El aire se levanta tan limpio, que hace daño,
desafía tranvías, anocheceres en el río. Una luna
turbada y escindida suena en los puentes
del Moldava. Sumergidos árboles de lejanías corrigen
el blanco acento escrito en los tejados
desde las raíces a la espuma,
y un dolor de adoquines mojado mulle su almohada.

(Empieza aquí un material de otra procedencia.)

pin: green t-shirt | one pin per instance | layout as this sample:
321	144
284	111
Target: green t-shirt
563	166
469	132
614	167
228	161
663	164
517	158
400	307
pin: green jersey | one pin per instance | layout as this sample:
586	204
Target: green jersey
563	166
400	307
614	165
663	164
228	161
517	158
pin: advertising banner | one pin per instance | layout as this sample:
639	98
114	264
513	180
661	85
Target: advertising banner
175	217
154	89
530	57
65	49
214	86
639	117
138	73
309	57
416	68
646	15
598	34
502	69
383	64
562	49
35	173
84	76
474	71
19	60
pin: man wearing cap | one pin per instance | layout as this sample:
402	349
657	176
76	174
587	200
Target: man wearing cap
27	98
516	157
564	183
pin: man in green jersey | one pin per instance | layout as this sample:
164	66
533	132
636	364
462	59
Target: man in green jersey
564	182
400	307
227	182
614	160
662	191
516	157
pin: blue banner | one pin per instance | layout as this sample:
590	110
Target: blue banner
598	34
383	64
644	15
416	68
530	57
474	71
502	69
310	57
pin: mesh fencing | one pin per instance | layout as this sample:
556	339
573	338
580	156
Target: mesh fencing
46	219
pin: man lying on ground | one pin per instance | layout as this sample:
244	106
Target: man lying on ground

El silvo vulnerado madruga cuando
dobla el viento su espalda en cicatrices
y la luz se retrae, ofendida, opaca, tarda:
Préstame un guion para poder hablarte
ya que aquí sí sé qué hacer con las citas:
—El terror nazi trasminó entonces quince días antes de nuestra triste derrota.
Las gargantas de las gárgolas de San Vito
gotean lanzas de hielo, lánguidas, huidas danzas,
y, sin deseos, quietas, gimen el cielo de gris,
cómicamente constipadas. Las ventanas, dobles,
dejan un espacio inútil para el suicidio de las flores
que no saltan
por sus tímidos alféizares.
Los relojes, desesperados, impotentes,
luchan contra la oscuridad temprana, vencidos.
Latente, persiste la oscuridad con el remite de las montañas,
y reposa suave desde que se desayuna.
Praga dibuja esculturas, góticas alturas, suaves calles,
abiertas vías a todas las lenguas:
—El silvo de los ayres amorosos
su herida aguda no extraña, entraña.
Praga revive en colores entumecidos,
precipitada noche desde la torre de sus relojes
y en el sabor azúcar a carbón del frío. Praga se vierte
paladar por la transparencia de una jarra,
o humilde en el vaso de plástico,
o detrás de aquellos ausentes silencios
bajo los nombres sangrados de las sinagogas
cuyas voces reclamadas llaman
y, como una fervorosa epidemia,
nos contagian el pudor de su sacrificio
en tanto la música se escribe en los muros:
—El aire se serena, Mozart, al órgano en los templos.
Y el hielo, desnudo de caricias, tiembla pasos,
resbala como un temor niño,
se reconoce en una esquina
y sueña en voz alta, en su copa de pino,
ardiente bebida de humo y noche.
—Lancé una breve mirada al río Moldava, que nos sobreviviría a todos.
Así, a través de las distancias tramposas de los vuelos,
un viento de cola empuja este atormentado cuerpo
por el ruido del tiempo. Praga se va
con la noche a cuestas contra el eco traspasado y sordo del cielo.
Los años se van colocando en fila, díscolos a sus números,
con su equipaje desgreñado, con su descontrol de peso,
despeinados de estrujar hasta los límites de los ocasos,
hasta los mismos bordes de los cumpleaños:
—Mi bien y plazer todo es ydo en humo.
¿Cómo no gozé más de gozo?:
El suicidio de las flores.
Vela una ventanilla tras otra y, centinela de placer y venenos,
se resguarda el pasado. Estampan el esmerilado cristal
aquellos vasos de besos beodos.
—Ahora que he vivido más y me ha ensordecido el ruido del tiempo,
no firmaré el suicidio de las flores.
Y, así, se inventan un beso:
Escrito ‘stá en mi alma vuestro gesto.